弁護士谷直樹/医療事件のみを取り扱う法律事務所のブログ

八重瀬会同仁病院,生体腎移植の提供者が出血多量で死亡(報道)

NHK「生体腎移植 腎臓提供の母親が死亡」(2013年4月18日)は,次のとおり報じました.

「沖縄県浦添市の病院で、今月13日に息子に腎臓を提供するため摘出手術を受けていた65歳の女性が、腎臓周辺からの出血が止まらなくなり、そのまま亡くなっていたことが分かりました。
生体腎移植で臓器の提供者が死亡したのは国内で初めてです。

亡くなったのは、息子に腎臓を提供するため、今月13日に浦添市にある八重瀬会同仁病院で腎臓の摘出手術を受けた、沖縄県内に住む65歳の女性です。
病院などによりますと、腎臓の摘出は内視鏡の一種の腹くう鏡で行われ、手術開始からおよそ3時間半後に出血が止まらなくなり、輸血や血を止める処置を繰り返したものの、女性はそのまま死亡したということです。
右の腎臓を体の外に取り出そうとしたときに、周辺の複数の血管から出血が始まったということで、病院では、腎臓を取り出す際の処置に問題があったとみて調査しています。
摘出された腎臓は待機していた43歳の息子に移植され、順調に機能しているということです。
この病院では、今回を含めこれまで28例の生体腎移植を実施しています。
病院の照屋一夫事務局長は「腎臓の提供者が亡くなってしまい、結果を重く受け止めている。
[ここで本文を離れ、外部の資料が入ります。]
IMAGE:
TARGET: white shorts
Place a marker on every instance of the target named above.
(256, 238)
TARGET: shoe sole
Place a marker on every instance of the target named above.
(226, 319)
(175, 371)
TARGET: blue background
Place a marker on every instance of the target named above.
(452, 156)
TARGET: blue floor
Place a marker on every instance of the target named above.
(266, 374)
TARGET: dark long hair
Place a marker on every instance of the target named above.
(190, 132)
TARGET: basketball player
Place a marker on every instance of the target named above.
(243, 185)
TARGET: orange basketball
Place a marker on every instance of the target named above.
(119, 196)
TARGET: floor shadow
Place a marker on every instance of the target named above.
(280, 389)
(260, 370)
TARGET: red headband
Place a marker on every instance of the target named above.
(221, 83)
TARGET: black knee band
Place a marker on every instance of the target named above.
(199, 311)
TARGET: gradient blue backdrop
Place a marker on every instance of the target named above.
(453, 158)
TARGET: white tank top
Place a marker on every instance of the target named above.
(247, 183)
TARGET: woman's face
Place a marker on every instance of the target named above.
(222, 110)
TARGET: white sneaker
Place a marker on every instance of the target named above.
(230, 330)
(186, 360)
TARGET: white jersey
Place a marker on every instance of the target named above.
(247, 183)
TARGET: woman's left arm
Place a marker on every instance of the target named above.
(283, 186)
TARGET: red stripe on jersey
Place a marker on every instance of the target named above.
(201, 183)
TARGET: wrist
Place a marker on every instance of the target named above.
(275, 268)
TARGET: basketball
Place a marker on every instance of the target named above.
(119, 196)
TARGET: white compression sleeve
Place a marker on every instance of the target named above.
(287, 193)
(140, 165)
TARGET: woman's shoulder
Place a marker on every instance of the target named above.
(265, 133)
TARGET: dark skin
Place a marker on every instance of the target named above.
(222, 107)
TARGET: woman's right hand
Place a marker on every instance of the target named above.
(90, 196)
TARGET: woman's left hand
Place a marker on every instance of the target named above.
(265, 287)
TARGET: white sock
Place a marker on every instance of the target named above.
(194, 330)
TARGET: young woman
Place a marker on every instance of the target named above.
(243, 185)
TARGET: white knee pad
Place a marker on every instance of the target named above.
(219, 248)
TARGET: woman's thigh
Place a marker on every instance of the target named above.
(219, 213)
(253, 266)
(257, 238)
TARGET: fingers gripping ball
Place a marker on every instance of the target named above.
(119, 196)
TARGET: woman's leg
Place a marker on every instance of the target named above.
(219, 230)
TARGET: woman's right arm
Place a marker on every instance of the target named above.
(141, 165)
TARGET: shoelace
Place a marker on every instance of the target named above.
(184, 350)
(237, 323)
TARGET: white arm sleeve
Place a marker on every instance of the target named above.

ミスがあった可能性も含め調査を行いたい」と話しています。
日本移植学会によりますと、生体腎移植は国内でこれまで2万例以上行われていますが、臓器の提供者が死亡したのは初めてだということです。
生体肝移植では、平成14年に京都大学附属病院で娘に肝臓の一部を提供した女性が、9か月後に死亡したケースがあります。」


事故調査による事故原因の究明に期待いたします.

【追記】

時事通信「医療ミスと認定せず=生体腎移植初のドナー死亡?沖縄」(2013年7月3日)は,次のとおり報じました.

「今年4月、沖縄県浦添市の医療法人八重瀬会同仁病院で生体腎移植の提供者(ドナー)の女性=当時(65)=が死亡した事故で、外部調査委員会(代表・市田隆文日本移植学会理事)は3日までに、死亡を医療ミスとは認定せず、手術に伴う血管損傷が原因だったとする調査報告書を取りまとめた。同病院が同日、記者会見して公表した。
 国内で2万例以上行われた生体腎移植で、初のドナー死亡例だった。病院側は報告書を受け入れ、生体腎移植を当面、自粛するとした。
 女性は4月13日、腎不全の長男(43)に腎臓を提供するため、腹部に小さな穴を開けてカメラや器具を入れる腹腔鏡手術中、大量出血し死亡した。調査委は、腹部内に手を入れ、腎臓を体外に取り出す経路を確保する際、モニターに映らない状況で指を動かしたため動脈を傷つけ、出血を招いたと判断した。」



共同通信「病院長は移植の手術ミス否定 沖縄、生体腎提供者死亡で」(2013年7月4日)は,次のとおり報じました.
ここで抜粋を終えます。